TOLEDO, Ohio (AP) — Gov. Mike DeWine wants to spend nearly $1 billion on water quality projects to clean up toxic algae in Lake Erie and protect other lakes and rivers throughout the state.
The money would come out of this year's new state budget, which DeWine will reveal Friday, and all of it would be set aside into a fund for water-related initiatives over the next decade.
How the money would be spent isn't known yet, but the Republican governor mentioned building wetlands to filter pollutants and paying farmers to use new methods designed to reduce phosphorus-heavy fertilizer runoff, the biggest contributor to the algae in western Lake Erie.
Incentives must be part of the plan "to help farmers so they don't bear the entire burden of doing this," DeWine said.
Ohio, Michigan, Ontario and Indiana — which doesn't border the lake but gives rise to rivers that feed it — have pledged to reach a 40 percent reduction in the amount of phosphorus entering the lake by 2025.
But several environmentalist groups have said Ohio and the other states have not done enough to make a dent in the algae blooms that have become an annual threat to drinking water.
Toxins from a bloom in 2014 contaminated the water supply for more than 400,000 people in the Toledo area.
DeWine's proposal for what his administration is calling the H2Ohio water quality initiative will need approval from the Legislature as part of the governor's overall budget.
"Lake Erie is a priority, clean water is a priority," he said, adding that committing the money now for water projects will allow the state to look at long-term solutions.
The governor said during his campaign last year that he was in favor of a $1 billion bond issue to pay for water-related projects, but he said Thursday that he changed his mind because using that method would force Ohio to pay an additional $475 million in interest.

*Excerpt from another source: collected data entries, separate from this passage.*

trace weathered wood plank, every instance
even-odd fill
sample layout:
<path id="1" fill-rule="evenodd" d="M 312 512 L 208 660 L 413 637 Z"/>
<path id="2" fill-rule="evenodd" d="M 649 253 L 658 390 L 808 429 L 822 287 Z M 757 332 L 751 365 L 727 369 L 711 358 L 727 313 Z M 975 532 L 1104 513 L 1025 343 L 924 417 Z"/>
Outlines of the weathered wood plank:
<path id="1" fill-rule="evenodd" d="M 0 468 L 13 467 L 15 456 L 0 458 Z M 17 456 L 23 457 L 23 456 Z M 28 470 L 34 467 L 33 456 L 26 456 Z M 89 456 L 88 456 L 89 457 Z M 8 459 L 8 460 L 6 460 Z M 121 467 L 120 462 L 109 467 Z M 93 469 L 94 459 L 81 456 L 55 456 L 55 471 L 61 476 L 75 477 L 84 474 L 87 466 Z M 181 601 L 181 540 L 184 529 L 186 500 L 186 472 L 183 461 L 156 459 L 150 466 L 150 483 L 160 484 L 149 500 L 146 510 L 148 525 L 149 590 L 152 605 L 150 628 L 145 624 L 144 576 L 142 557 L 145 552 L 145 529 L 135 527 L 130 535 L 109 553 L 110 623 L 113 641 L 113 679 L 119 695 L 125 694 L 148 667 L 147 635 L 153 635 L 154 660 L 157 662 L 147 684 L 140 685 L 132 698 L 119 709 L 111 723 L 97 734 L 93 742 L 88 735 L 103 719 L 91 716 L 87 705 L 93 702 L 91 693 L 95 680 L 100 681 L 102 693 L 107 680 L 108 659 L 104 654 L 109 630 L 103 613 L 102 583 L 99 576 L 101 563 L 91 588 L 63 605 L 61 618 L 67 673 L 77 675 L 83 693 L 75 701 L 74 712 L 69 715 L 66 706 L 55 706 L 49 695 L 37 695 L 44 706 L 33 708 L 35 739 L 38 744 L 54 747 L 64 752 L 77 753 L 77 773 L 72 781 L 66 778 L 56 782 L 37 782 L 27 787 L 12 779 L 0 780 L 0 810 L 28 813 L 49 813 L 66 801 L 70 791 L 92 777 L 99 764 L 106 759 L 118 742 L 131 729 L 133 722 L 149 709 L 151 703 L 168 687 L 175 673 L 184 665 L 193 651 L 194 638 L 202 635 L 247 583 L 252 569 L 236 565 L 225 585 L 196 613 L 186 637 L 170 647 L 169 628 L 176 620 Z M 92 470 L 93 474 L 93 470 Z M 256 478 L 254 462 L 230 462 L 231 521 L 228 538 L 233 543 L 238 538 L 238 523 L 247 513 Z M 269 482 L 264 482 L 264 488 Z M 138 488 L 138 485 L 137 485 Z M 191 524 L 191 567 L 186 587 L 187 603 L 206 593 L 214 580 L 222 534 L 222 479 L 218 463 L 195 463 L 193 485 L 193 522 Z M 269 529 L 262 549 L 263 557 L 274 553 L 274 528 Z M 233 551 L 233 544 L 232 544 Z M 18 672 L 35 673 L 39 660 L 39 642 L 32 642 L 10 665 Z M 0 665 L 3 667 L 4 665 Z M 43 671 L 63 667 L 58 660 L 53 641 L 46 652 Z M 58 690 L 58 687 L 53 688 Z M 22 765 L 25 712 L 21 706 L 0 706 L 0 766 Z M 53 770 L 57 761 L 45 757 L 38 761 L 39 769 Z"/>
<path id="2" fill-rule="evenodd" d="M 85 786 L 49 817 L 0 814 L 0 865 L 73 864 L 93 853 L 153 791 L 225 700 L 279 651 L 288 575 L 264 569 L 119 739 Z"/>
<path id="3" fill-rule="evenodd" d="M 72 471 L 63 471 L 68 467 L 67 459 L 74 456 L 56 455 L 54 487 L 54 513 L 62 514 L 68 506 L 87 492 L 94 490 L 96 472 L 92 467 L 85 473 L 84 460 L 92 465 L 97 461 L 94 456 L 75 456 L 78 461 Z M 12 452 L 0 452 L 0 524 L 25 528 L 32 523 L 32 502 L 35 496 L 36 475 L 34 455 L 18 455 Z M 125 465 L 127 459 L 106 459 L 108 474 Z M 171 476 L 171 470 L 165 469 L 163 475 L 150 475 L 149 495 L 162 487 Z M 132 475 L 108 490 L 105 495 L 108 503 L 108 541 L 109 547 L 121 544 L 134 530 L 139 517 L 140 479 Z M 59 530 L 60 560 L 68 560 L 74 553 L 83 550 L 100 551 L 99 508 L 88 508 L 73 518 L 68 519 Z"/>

Much of the money in his proposal will go toward Lake Erie, but some will be spent on improving waterways including the Ohio River, which also been tainted by algae blooms in recent years.
Research will dictate how the money is spent beyond the first year of his budget, DeWine said.
The Ohio Farm Bureau Federation, the state's largest agriculture organization, praised the governor's proposal, saying it "shows an understanding of the complexities that come with this issue."